Again, the most terrible disease of modern society—corruption—is not due to the past in Italy or anywhere else; it exists wherever men exist, and is as general in the republic of France or of the United States as under the autocracy of Russia or of Persia. The Italian disasters of Eritrea were due rather to corruption than to incapacity. When the mules were bought in Naples for 100 lire per head, and sold to the State at 500 lire per head, the battle of Abba-Garima, called by English people the battle of Adowa, was lost before it was fought.
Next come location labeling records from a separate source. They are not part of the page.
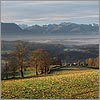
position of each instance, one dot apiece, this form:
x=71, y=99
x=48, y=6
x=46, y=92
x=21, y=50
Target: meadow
x=65, y=84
Professor Sergi speaks of the defeat of Abba-Garima as a proof of the decay of the Italian race; but this is a very unfair deduction. As well might the continual defeats of the British in the first months of the present war in South Africa be held as a proof of British poltroonery. Any shortcomings which may have existed in the Italian army in Abyssinia, and exist at home, are, moreover, certainly not to be traced to old-world influences; or to any emasculating tenderness for tradition. There is no reverence for the armies of the past in the actual Italian army, for it is unlike any of them; it does not resemble the armies of the Duchies, or of the Republics, or of the Florentine Carraccio, or of the Lombard trained bands, or of the levies of the Neapolitan Bourbons, or of the legions of Varus. The only model it resembles is that idol of its commanders, the German Army, on which it is shaped and governed, in all the cut-and-dried narrowness and hardness inseparable from the German system. All this may be considered to be inevitable now, but modern militarism is unsuited to the character of Italians, and reacts injuriously on the genius and temper, and physical and mental life, of the people.